An affecting memoir of the Holocaust by a noted Hungarian author,
with many an unusual twist. Born in 1895, Zsolt had published ten
novels and four plays by the time a right-wing government came to
power in Hungary, the product of "folksy populists . . . who
decried urban Western civilization and championed a chauvinistic
system based on the alleged strength and purity of an unspoiled
Magyar race rooted in the Hungarian countryside." Regrettably,
Zsolt was an urban Jew, and though he had served the emperor with
distinction in WWI, he found himself a target. Because it was, at
least superficially, a full partner with Nazi Germany, Hungary got
to set its own rules, which did not include exterminating its
Jews-at least at first. Zsolt was thus sent to the countryside, and
then into Ukraine, as a laborer. "I was thoroughly trained in
gravedigging out there," he writes, waiting with his fellow
prisoners to clean up after Hungarian soldiers, White Ukrainian
commandos, and Nazi troops as they burned villages and gunned down
the fleeing inhabitants, who "tumble all over the ground, into the
glowing ashes." Zsolt writes of the daily torments of the region's
Jews, who sensed that something worse was on the way but for the
time being had to withstand the greedy scheming of neighbors
outside the shtetls and ghettos and, as the author recounts it, the
excesses of Nazi martinets and fascist petty officials; as one SS
officer berates a young rabbi, in one memorable scene, a Hungarian
police captain watches "with the expression of a pedantic official,
who is not responsible for the matter in hand, but who doesn't
disapprove of what's going on." But the victim refuses to relent,
and, as Zsolt writes, "It made no difference, but the rabbi won,"
which sends the Nazi officer into a foul humor: "He felt as
uncomfortable about looking his audience in the eye as an actor who
feels everything has gone wrong that day." Vignettes of hell: a
valuable account of daily life under Hungarian fascism-banned for
four decades even under Communist rule. (Kirkus Reviews)
Nine Suitcases was originally published in Haladas in weekly
instalments.
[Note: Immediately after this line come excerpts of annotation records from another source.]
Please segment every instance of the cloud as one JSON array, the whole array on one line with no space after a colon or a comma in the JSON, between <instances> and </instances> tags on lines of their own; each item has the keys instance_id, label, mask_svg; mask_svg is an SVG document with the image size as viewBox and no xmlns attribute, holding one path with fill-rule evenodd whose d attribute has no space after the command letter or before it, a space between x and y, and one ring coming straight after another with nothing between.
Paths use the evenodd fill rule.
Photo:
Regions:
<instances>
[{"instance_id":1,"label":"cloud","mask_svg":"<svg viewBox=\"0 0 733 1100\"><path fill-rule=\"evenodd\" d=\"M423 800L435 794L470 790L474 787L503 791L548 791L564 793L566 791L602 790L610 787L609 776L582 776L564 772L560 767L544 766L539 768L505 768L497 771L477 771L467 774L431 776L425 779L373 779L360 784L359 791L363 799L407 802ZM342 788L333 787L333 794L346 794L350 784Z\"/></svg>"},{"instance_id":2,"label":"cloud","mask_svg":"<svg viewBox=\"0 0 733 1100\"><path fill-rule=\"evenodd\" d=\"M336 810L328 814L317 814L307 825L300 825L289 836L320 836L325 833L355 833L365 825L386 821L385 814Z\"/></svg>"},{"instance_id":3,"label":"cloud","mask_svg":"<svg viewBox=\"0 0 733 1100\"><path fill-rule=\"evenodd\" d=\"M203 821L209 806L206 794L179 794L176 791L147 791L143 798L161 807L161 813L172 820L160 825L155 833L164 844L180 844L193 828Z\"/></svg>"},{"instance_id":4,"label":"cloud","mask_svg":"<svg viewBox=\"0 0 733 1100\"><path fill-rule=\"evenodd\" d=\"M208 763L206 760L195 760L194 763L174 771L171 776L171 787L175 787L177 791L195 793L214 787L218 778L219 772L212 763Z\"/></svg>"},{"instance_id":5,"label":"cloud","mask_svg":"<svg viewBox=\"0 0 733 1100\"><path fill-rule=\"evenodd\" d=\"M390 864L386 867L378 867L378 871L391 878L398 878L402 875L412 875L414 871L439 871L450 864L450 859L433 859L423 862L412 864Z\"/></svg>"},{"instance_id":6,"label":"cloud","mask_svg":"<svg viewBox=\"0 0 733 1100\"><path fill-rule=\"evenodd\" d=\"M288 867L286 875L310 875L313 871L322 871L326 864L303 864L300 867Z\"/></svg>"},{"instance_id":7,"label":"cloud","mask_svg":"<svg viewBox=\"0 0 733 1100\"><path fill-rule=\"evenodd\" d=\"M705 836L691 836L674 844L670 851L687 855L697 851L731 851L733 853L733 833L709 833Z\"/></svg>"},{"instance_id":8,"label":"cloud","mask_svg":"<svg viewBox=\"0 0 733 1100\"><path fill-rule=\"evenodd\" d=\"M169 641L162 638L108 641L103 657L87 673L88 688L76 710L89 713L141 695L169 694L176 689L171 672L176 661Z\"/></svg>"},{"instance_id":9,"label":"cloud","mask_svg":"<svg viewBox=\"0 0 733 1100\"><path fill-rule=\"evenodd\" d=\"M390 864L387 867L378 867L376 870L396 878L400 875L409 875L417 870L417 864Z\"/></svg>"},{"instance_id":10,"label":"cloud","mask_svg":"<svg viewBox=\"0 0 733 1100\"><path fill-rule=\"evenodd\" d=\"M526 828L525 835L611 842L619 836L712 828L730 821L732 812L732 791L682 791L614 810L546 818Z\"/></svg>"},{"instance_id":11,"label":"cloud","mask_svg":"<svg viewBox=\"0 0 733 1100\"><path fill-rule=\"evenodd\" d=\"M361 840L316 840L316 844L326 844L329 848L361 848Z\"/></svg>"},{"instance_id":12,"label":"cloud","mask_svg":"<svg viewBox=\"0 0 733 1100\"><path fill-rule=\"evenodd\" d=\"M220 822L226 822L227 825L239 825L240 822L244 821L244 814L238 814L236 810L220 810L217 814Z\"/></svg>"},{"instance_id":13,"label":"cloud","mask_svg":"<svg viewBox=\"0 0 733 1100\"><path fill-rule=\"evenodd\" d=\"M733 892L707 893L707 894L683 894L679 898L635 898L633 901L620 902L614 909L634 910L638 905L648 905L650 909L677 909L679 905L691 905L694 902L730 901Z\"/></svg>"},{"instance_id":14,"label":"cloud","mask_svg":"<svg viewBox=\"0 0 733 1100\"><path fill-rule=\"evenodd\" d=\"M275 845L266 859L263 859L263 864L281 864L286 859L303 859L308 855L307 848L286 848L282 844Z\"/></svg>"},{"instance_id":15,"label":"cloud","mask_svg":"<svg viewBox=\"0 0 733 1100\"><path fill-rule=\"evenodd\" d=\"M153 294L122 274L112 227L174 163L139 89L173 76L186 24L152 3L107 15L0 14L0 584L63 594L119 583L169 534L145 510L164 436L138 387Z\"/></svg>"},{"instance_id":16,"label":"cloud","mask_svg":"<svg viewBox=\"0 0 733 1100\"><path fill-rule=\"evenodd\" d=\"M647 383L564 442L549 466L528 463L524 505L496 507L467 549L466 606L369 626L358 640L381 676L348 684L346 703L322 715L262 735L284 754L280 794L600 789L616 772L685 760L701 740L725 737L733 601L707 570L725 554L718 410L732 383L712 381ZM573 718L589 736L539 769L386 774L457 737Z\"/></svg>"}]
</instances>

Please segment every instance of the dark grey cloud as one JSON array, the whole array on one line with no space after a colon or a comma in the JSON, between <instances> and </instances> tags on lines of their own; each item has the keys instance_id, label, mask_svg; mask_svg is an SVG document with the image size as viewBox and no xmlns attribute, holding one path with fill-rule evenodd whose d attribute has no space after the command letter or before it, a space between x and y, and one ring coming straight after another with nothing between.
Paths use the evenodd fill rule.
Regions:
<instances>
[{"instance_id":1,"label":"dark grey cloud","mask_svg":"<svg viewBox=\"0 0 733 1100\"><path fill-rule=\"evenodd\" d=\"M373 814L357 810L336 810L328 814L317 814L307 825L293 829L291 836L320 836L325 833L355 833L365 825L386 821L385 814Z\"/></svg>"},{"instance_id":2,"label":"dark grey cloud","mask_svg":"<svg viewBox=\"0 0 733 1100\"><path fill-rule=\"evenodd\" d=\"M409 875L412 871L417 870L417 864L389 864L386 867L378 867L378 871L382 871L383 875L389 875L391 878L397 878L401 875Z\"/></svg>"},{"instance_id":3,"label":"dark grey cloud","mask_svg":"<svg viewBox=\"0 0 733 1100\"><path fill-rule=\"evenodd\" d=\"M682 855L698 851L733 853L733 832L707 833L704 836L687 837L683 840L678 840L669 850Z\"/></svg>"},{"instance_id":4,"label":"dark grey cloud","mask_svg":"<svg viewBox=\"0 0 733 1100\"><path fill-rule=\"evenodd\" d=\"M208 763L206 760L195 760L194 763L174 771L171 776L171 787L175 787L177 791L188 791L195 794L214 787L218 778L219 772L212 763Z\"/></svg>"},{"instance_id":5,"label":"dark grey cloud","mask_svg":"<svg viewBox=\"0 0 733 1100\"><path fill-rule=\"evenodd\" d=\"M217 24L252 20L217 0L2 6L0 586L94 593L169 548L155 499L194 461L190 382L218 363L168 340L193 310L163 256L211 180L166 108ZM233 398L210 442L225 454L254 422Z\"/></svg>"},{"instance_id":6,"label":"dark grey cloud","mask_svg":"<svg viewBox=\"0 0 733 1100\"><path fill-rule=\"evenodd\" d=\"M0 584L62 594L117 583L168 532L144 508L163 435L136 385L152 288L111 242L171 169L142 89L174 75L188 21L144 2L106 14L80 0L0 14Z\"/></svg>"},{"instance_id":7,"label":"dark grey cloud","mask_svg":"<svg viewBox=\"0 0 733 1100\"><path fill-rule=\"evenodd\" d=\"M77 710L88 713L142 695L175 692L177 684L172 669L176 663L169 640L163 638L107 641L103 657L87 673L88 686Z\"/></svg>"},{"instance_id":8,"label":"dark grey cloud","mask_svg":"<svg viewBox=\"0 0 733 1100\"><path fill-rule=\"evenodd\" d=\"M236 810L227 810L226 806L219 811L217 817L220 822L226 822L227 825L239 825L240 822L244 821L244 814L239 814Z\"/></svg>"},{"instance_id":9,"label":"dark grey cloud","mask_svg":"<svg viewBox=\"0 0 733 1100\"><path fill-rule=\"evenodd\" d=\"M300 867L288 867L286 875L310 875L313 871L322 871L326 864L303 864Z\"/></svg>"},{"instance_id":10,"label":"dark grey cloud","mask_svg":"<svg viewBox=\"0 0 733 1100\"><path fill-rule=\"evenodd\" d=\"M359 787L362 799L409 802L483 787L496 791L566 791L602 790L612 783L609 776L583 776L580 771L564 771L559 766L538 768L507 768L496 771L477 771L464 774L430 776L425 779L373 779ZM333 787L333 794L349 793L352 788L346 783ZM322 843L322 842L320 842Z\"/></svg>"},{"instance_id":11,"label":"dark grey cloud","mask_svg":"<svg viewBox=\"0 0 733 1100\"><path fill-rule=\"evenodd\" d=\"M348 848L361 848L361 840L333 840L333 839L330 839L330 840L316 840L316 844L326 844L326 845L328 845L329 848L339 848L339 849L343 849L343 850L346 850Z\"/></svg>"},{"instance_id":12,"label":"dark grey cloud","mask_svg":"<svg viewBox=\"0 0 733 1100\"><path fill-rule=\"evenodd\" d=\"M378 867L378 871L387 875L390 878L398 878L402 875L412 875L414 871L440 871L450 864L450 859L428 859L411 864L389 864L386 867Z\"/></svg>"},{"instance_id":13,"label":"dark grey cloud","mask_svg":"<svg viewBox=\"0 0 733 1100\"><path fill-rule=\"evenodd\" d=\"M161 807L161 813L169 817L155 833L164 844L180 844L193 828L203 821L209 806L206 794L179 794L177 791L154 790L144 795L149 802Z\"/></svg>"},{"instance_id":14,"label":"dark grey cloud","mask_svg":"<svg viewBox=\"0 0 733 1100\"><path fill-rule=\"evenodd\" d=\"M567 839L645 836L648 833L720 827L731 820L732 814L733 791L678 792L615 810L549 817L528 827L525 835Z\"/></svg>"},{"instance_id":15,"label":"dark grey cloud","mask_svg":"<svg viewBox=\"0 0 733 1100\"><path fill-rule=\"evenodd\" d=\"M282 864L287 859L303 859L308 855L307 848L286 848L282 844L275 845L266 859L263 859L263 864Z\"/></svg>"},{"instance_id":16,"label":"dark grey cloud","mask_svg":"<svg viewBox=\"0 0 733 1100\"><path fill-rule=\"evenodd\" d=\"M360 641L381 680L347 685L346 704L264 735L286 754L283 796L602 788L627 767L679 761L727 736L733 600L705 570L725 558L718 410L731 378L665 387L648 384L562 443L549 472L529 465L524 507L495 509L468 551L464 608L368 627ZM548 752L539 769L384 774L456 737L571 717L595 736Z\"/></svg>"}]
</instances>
The first instalment appeared on 30 May 1946, and the
last on 27 February 1947. Concentrating on his experiences in the
ghetto of Nagyvarad and as a forced labourer in the Ukraine, Zsolt
provides not only a rare insight into Hungarian fascism, but a
shocking exposure of the cruelty, indifference, selfishness,
cowardice and betrayal of which human beings - the victims no less
than the perpetrators - are capable in extreme circumstances. Apart
from being one of the earliest writers on the Holocaust, Zsolt is
also one of the most powerful: he bears comparison with Primo Levi,
Elie Wiesel or Imre Kertesz. accomplished novelist and a highly
skilled journalist. He reports and analysizes the appalling events,
almost immediately after they occurred, with exceptional freshness
and a devastating blend of angry despair and cool detachment. For
all the brilliant imaginative qualities of the writing, the crucial
facts are authentic. Zsolt was spared Auschwitz, but he witnessed,
or suffered, some of the worst atrocities of the Holocaust
elsewhere. Set in a very dark period of modern European history,
interspersed with moments of grotesque farce, grim irony and
occasional memories of human kindness, his nightmarish but
meticulously realistic chronicle of smaller and larger crimes
against humanity is as riveting as it is horrifying.